The Skin Game (1931)

Film: The Skin Game (1931)
Stars: CV France, Helen Haye, Jill Esmond, Edmund Gwenn, John Longden, Phyllis Konstam
Director: Alfred Hitchcock
Oscar History: No nominations
Snap Judgment Ranking: 2/5 stars

(Throughout the year, in connection with our 'Saturdays with the Stars' series, I am watching every gap I have in Alfred Hitchcock's filmography in what we're calling 'Sunday Leftovers.'  Every Sunday, I'll be watching a Hitchcock film that I've never seen before as I spend 2021 completing his filmography)

I love the films of Alfred Hitchcock, but I am learning as we're going along with this Sunday Leftovers series that watching a man's full filmography, particularly when he has a robust early filmography, can be a bit demanding (which is why we are consistently running late on this series).  Hitchcock's filmography makes this demanding in a strange way for me because so many of his films take place in the early Sound Era, which is my least favorite time frame for film.  While there are great sound movies during this period (King Kong, Dinner at Eight, Duck Soup), from 1927-33 I am generally wishing that the movies had just shut up (particularly considering how the best Silent Era movies took place in the late-1920's).  This is personified with The Skin Game, a movie with an intriguing plot, but one that gets totally glossed by in the early sound technology.

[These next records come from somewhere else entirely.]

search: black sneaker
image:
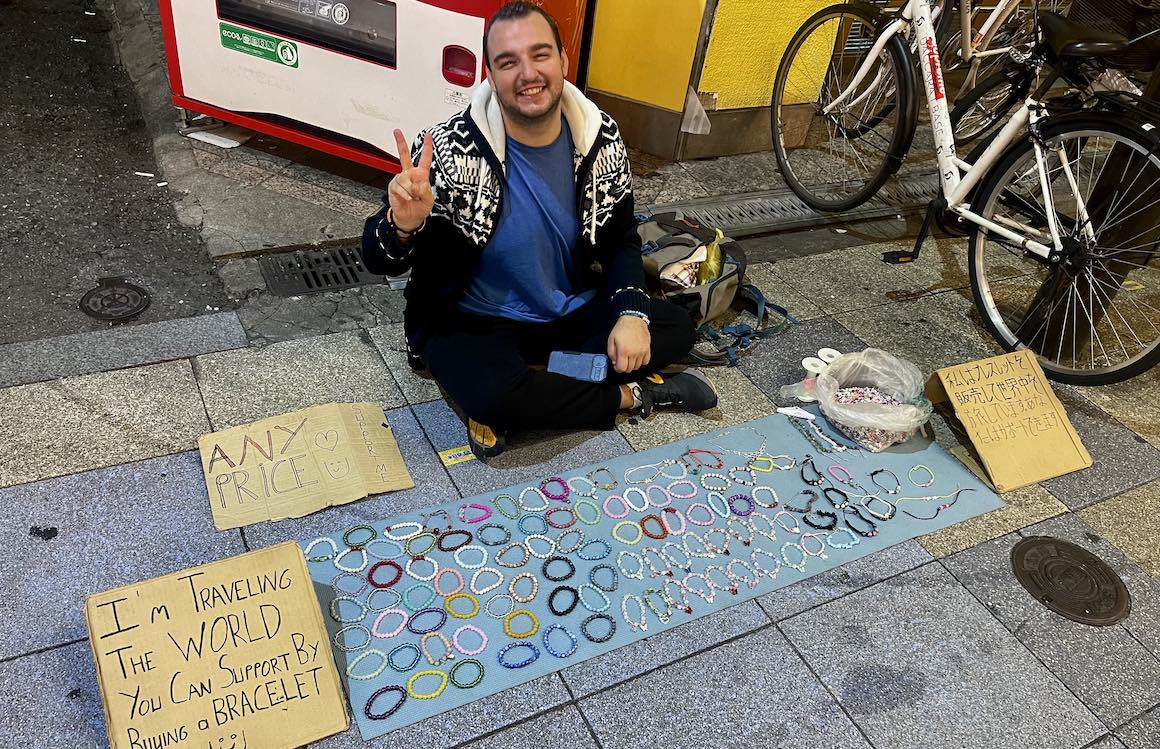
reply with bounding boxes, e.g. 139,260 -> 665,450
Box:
640,370 -> 717,416
467,419 -> 507,461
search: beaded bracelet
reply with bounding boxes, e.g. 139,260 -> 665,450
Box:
367,559 -> 403,588
539,475 -> 572,502
508,572 -> 539,603
484,592 -> 515,619
459,502 -> 492,523
406,557 -> 440,582
363,684 -> 407,720
448,657 -> 484,689
684,502 -> 717,528
476,523 -> 512,546
544,507 -> 577,530
302,536 -> 339,562
451,624 -> 487,655
494,541 -> 530,569
367,588 -> 403,612
403,582 -> 436,611
334,548 -> 370,574
645,483 -> 673,510
370,609 -> 411,640
548,586 -> 580,617
621,486 -> 648,512
331,596 -> 367,624
495,642 -> 539,668
407,609 -> 447,634
342,525 -> 378,548
781,541 -> 807,572
515,512 -> 550,536
443,590 -> 479,619
621,594 -> 648,632
384,521 -> 423,541
612,521 -> 645,546
798,532 -> 828,559
523,533 -> 556,559
616,551 -> 645,580
407,669 -> 450,699
520,486 -> 549,512
331,572 -> 370,596
334,624 -> 371,653
580,613 -> 616,645
572,500 -> 603,525
575,538 -> 612,561
492,494 -> 522,521
467,567 -> 503,596
660,507 -> 686,536
660,541 -> 693,574
749,548 -> 782,580
588,565 -> 617,592
419,632 -> 455,666
577,582 -> 612,613
386,642 -> 423,674
541,555 -> 577,582
347,648 -> 386,682
503,609 -> 539,640
640,512 -> 668,541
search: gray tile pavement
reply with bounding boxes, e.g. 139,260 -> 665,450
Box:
780,563 -> 1107,749
0,452 -> 245,658
580,627 -> 871,749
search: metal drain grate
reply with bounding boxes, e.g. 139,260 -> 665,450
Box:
651,174 -> 938,239
1012,536 -> 1132,626
258,247 -> 387,297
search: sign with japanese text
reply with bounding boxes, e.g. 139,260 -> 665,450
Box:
927,351 -> 1092,492
197,403 -> 415,531
85,541 -> 350,749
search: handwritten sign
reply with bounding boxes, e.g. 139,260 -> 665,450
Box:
85,541 -> 350,749
198,403 -> 414,531
927,351 -> 1092,492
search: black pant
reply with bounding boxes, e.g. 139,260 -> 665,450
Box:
421,299 -> 696,432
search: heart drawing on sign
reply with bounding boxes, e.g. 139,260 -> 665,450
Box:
314,429 -> 339,451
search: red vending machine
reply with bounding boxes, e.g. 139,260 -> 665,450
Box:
160,0 -> 587,172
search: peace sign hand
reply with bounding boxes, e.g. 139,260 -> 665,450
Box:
386,129 -> 435,232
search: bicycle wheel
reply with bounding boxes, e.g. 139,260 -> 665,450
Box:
967,114 -> 1160,385
950,72 -> 1031,147
770,3 -> 916,211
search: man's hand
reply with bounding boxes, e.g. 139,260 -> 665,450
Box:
386,129 -> 435,232
608,314 -> 652,373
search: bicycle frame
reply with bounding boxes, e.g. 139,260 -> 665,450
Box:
821,0 -> 1071,260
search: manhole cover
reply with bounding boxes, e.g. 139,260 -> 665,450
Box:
258,247 -> 385,297
80,278 -> 150,322
1012,536 -> 1132,627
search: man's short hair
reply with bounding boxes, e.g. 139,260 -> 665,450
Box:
484,0 -> 564,68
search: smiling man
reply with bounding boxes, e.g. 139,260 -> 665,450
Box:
363,2 -> 717,458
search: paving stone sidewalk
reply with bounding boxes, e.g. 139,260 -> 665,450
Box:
0,228 -> 1160,749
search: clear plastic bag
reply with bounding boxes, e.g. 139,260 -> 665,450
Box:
817,349 -> 933,452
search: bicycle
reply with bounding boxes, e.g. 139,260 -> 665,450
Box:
771,0 -> 1160,385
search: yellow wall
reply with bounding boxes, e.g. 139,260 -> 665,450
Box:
696,0 -> 833,109
588,0 -> 705,112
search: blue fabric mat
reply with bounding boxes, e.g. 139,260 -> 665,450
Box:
302,415 -> 1002,739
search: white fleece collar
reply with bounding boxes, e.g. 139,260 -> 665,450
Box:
471,80 -> 601,163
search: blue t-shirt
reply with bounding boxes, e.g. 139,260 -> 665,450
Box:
459,121 -> 596,322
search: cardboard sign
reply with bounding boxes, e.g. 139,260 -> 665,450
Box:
927,351 -> 1092,492
197,403 -> 415,531
85,541 -> 350,749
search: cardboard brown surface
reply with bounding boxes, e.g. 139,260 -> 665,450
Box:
926,351 -> 1092,492
197,403 -> 414,531
85,541 -> 350,749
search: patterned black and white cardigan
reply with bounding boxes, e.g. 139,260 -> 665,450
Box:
362,81 -> 648,350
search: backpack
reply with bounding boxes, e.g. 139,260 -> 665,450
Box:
637,212 -> 797,366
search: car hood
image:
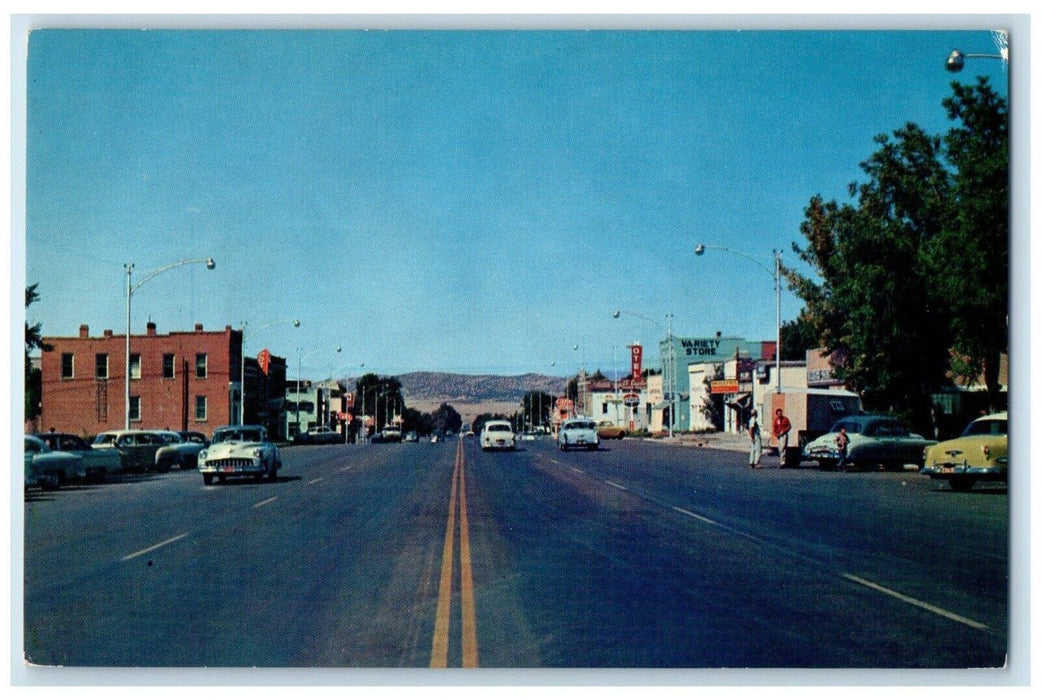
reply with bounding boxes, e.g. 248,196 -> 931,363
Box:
929,435 -> 1009,455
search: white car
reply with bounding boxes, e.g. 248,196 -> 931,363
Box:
199,425 -> 282,485
481,421 -> 517,451
557,418 -> 600,450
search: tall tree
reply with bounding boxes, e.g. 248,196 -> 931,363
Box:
521,391 -> 557,425
784,79 -> 1009,428
786,124 -> 950,427
431,403 -> 462,433
929,78 -> 1009,409
25,284 -> 50,421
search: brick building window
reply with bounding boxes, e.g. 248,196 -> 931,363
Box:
61,352 -> 76,379
162,352 -> 176,379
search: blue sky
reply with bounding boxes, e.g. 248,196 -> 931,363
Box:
16,24 -> 1009,376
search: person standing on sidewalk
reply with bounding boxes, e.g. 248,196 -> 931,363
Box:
748,408 -> 763,469
773,408 -> 791,469
835,425 -> 849,472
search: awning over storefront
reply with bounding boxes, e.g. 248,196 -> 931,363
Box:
727,394 -> 752,409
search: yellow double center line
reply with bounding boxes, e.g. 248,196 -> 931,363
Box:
430,440 -> 477,669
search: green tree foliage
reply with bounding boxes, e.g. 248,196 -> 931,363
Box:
430,403 -> 462,433
926,79 -> 1009,408
784,79 -> 1008,428
521,391 -> 557,425
781,311 -> 820,360
355,373 -> 405,430
25,284 -> 50,421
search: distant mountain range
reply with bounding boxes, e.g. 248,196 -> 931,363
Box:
398,372 -> 567,403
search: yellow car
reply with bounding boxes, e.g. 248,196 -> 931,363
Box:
921,411 -> 1009,491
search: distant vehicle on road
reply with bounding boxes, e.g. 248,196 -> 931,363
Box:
481,421 -> 516,451
154,430 -> 206,472
25,435 -> 86,489
296,425 -> 344,445
199,425 -> 282,485
596,421 -> 628,440
803,416 -> 936,471
91,430 -> 170,472
36,432 -> 123,480
557,418 -> 600,450
373,425 -> 401,443
921,411 -> 1009,491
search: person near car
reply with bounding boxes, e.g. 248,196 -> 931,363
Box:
835,425 -> 849,472
748,408 -> 763,469
773,408 -> 791,469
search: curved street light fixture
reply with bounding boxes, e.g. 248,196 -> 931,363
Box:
694,244 -> 781,394
946,29 -> 1009,73
123,257 -> 217,430
238,319 -> 300,425
611,309 -> 676,438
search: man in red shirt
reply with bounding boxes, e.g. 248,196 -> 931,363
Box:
773,408 -> 791,469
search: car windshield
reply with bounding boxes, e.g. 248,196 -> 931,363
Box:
864,421 -> 908,438
213,428 -> 263,444
832,421 -> 861,433
962,419 -> 1009,438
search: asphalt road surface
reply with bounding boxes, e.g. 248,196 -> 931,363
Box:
18,440 -> 1009,669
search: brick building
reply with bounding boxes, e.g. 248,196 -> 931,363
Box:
40,323 -> 245,435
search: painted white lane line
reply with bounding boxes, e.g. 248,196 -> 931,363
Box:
842,574 -> 990,630
120,532 -> 188,561
671,505 -> 719,525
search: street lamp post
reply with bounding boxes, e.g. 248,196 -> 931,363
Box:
694,244 -> 781,394
611,310 -> 676,438
238,319 -> 300,425
123,257 -> 217,430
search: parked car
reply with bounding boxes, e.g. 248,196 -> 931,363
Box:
372,425 -> 401,443
24,435 -> 86,489
154,430 -> 206,472
596,421 -> 628,440
199,425 -> 282,485
294,425 -> 344,445
481,421 -> 517,451
91,430 -> 170,472
36,432 -> 123,480
803,416 -> 936,471
557,418 -> 600,450
921,411 -> 1009,491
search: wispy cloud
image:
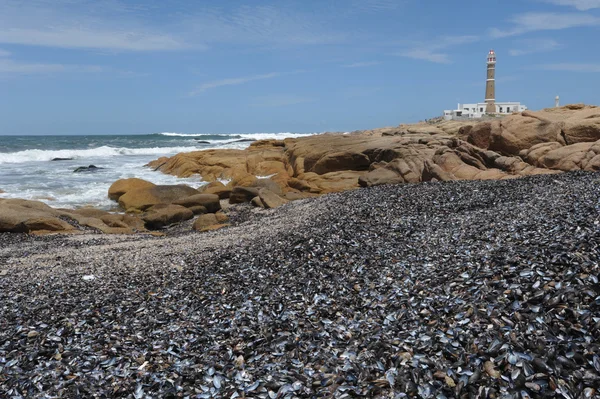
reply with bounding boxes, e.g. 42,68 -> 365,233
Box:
189,72 -> 298,96
544,0 -> 600,11
0,58 -> 105,75
342,61 -> 381,68
530,63 -> 600,73
396,35 -> 479,64
400,49 -> 451,64
490,12 -> 600,38
251,94 -> 315,107
182,5 -> 346,46
344,0 -> 404,12
508,39 -> 561,56
0,28 -> 186,51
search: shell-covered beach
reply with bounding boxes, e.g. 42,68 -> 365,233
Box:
0,172 -> 600,398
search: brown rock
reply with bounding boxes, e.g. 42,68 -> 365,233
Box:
187,205 -> 208,215
358,168 -> 404,187
200,181 -> 231,199
489,105 -> 600,155
465,122 -> 492,150
119,185 -> 198,211
108,177 -> 155,201
192,213 -> 219,231
250,196 -> 265,208
285,192 -> 318,201
229,186 -> 258,204
252,179 -> 283,195
173,194 -> 221,213
0,199 -> 75,233
142,204 -> 194,229
258,188 -> 289,209
215,211 -> 229,224
312,151 -> 371,175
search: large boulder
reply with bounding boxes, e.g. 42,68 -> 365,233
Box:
312,151 -> 371,175
258,188 -> 289,209
486,104 -> 600,155
229,186 -> 258,204
173,194 -> 221,213
198,181 -> 231,199
108,177 -> 155,201
119,184 -> 199,211
0,199 -> 75,233
142,204 -> 194,229
192,213 -> 220,231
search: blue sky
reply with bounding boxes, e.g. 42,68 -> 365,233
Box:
0,0 -> 600,135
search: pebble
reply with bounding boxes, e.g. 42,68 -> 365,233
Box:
0,172 -> 600,398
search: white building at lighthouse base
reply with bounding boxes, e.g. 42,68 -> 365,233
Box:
444,101 -> 527,120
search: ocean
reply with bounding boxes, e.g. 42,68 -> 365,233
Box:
0,132 -> 310,210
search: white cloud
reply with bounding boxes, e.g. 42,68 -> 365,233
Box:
182,5 -> 346,46
534,63 -> 600,73
400,49 -> 451,64
545,0 -> 600,11
0,0 -> 188,51
0,28 -> 185,51
342,61 -> 381,68
252,94 -> 315,107
396,35 -> 479,64
190,72 -> 284,96
0,59 -> 105,75
508,39 -> 561,56
490,12 -> 600,38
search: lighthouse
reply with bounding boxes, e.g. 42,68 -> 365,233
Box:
485,50 -> 496,114
440,49 -> 524,120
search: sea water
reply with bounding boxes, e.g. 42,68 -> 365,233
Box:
0,133 -> 316,210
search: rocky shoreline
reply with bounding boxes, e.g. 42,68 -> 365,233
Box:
0,172 -> 600,398
0,104 -> 600,234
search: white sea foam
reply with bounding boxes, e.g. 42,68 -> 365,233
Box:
159,132 -> 319,143
0,146 -> 200,164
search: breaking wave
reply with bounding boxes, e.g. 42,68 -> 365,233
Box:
0,146 -> 201,164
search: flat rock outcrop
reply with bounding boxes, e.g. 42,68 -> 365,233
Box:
0,199 -> 146,234
459,104 -> 600,167
119,184 -> 199,211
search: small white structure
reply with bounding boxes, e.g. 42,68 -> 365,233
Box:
444,101 -> 527,120
444,50 -> 524,120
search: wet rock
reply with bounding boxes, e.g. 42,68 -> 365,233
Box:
258,188 -> 289,209
73,165 -> 104,173
173,194 -> 221,213
108,177 -> 155,201
119,184 -> 199,211
250,195 -> 265,208
199,181 -> 231,199
192,213 -> 221,231
142,204 -> 194,229
229,186 -> 258,204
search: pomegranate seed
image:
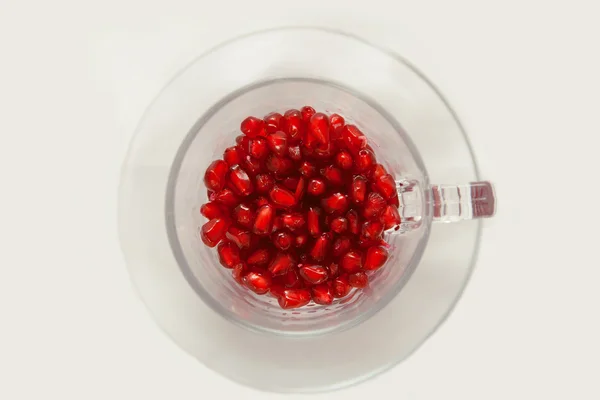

(Spoilers Ahead) The movie is about two feuding families: the Hillcrists, Jack (France) and Ivy (Haye, and it's Helen Haye-not Oscar-winner Helen Hayes, though their remarkably similar names had me thrown off as well), who are a longtime upper class family in the English countryside, and the nouveau riche Hornblowers, including their patriarch Mr. Hornblower (Gwenn), his son Charles (Longden), and his pregnant daughter-in-law Chloe (Konstam).  The Hornblowers are buying up much of the land around the Hillcrists, obstructing their view by putting up factories.  When one last parcel of land is up-for-sale, they get into a bidding war that leads to the Hornblowers winning the land, but before they can do anything with the property, Ivy has a catch-she knows that Chloe used to be a prostitute, and as a result she blackmails Hornblower into causing a scandal for his family (and incoming grandchild) if they put up factories.  They swear an oath not to say anything in exchange for the land remaining untouched, but Chloe's guilt & the gossip this stirs up is too much for her, and she kills herself.  Angered by the Hillcrists' blackmail killing his future grandchild, Hornblower goes back on the deal, destroying the last views of the Hillcrist estate.

There's something fascinating in this movie, I'm not going to lie, as it's a good plot.  I love stories about the minutia of rich people, and how you can use seemingly silly things (like a parcel of land & the view it provides) and turn it into a much more dire set of circumstances (i.e. the reputation & life of a young woman).  Hitchcock even tries to preserve the majesty this had in previous iterations by hiring Gwenn & Haye, both of whom were in the 1921 silent version of this picture.  The late scenes where Gwenn, a fine actor then as well as later (he'd eventually win an Oscar for Miracle on 34th Street) tells off the Hillcrists & promises revenge, are solid stage work.

But this isn't a play, and huge stretches of the film are exceedingly dull.  The auction scene goes on at a glacial pace, and doesn't have the excitement it would have if this film was made a decade later, and the dialogue becomes interchangeable between, say, Chloe and the Hillcrists' daughter Jill.  Combine in that Chloe's prostitution isn't actually mentioned (though it's heavily implied for anyone who can remotely read between the lines), and there feels like 30% of the film just having shocked people trying not to say Chloe's "sin."  As a result, what might have been a great film gets bogged down as Hitchcock (like nearly all directors of this era) trying to capture what sound-in-film would feel like.  As a result, The Skin Game becomes like many Hitchcock movies of this era-only necessary if you're a completionist.